So too is the case with the various Mirant-DEQ agreed upon consent orders which were not adopted by the Board. The Board in its Response Brief, page 16, captures the essence of why Mirant’s contentions with respect to the various consent orders have no merit:
There is nothing in Code §10.1-1186 that specifically gives the Director the authority to enter into a consent order. That authority is implied from the express authority to issue a special order. Just as the Director has authority to settle a matter and enter into a consent order by virtue of his Code § 10.1-1186 authority to issue special orders without consent, so does the Board have authority to settle a matter and enter into or approve a consent order by virtue of its order and enforcement authority under Va. Code §§ 10.1-1307(D) and 10.1-1309.
Finally, there is the matter of the participation of the City of Alexandria throughout the process, the public hearings, and Mirant’s criticism that the Board’s prevailing voting members lacked objectivity in the award of the permit.

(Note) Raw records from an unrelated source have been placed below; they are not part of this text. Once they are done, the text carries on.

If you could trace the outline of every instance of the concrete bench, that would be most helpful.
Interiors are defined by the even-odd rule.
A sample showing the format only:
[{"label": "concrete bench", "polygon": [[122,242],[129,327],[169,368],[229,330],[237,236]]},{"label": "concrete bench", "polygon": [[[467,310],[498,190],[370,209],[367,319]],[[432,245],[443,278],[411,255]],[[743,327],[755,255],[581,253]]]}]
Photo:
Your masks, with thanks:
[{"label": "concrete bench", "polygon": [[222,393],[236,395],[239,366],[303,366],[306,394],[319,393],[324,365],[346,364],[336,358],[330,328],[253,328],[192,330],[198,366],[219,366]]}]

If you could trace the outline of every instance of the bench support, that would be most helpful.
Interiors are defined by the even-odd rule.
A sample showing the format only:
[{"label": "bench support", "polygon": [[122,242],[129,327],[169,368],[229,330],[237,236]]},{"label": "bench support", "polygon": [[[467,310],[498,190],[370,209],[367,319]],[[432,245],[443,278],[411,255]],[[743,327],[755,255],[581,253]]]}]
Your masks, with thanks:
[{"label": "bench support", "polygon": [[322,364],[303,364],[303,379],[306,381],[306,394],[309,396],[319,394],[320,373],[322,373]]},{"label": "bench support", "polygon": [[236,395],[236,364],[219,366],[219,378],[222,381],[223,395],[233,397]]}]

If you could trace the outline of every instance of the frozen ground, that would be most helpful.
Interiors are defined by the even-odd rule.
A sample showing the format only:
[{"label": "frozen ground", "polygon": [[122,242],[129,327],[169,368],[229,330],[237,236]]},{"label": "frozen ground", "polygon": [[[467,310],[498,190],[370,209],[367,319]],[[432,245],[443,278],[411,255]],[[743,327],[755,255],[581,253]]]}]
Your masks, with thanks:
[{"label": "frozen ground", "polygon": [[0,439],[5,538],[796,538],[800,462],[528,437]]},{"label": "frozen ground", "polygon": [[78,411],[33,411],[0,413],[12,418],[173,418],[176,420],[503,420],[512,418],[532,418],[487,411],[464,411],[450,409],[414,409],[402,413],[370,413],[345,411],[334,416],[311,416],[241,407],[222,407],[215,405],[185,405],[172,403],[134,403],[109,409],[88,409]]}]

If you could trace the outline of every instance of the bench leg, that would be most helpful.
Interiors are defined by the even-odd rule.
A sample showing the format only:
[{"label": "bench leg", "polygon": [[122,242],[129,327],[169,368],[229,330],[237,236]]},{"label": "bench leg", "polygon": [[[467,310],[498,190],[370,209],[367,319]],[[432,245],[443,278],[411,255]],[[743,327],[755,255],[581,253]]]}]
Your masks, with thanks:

The scope of the powers and duties of the Board are outlined in Va. Code § 10.1-1307. Subsection E sets out the criteria the Board must use in, inter alia, approving permits. Throughout the statute as read, the General Assembly has evinced an intent to grant the Board with broad authority “to control ... all sources of air pollution in the Commonwealth.” It has the authority to adopt regulations controlling emissions into the atmosphere, grant local variances, hold hearings on the causes of air pollution, inter alia. It shall consider “facts and circumstances relevant to the reasonableness of the activity involved and the regulations proposed to control” air pollutants. Under this statutory framework, it does not seem unreasonable to grant the City of Alexandria, a known long time opponent of the Station, an opportunity to propose its version of the permit to be considered and to suggest that Mirant *121and the City work at coming to an agreement about permit limits for the Board’s ultimate consideration. Alexandria, like others, was given the chance for public comment. Although the extent the record may show the Board allowed Alexandria to participate both in negotiations and input its version of what a permit should look like, the court cannot find any legal impediment on the Board to not allow this. It can even be said that the invitation extended was necessaiy for the Board to inform itself as to the best course of action, a motivation which is sanctioned by its powers and duties as defined. As it turned out, the Board adopted its own permitting standard with the use of the ENSR consultant study using a modeling approach approved by the EPA as acceptable. This is in keeping with the legal requirement on the Board to regulate and bring air pollutant sources in compliance with all applicable emission standards. See 9 VAC 5-80-850.A.2. So, an examination of all the assigned procedural errors does not reveal any impact on the fact that there is ample evidence before the Board to justify the action it took to grant the state operating permit.
Given that, under Va. Code § 2.2-4027, the burden is on the appellant, Mirant, to demonstrate an error of law and the court can find none, the decision of the Board on this permit will be affirmed.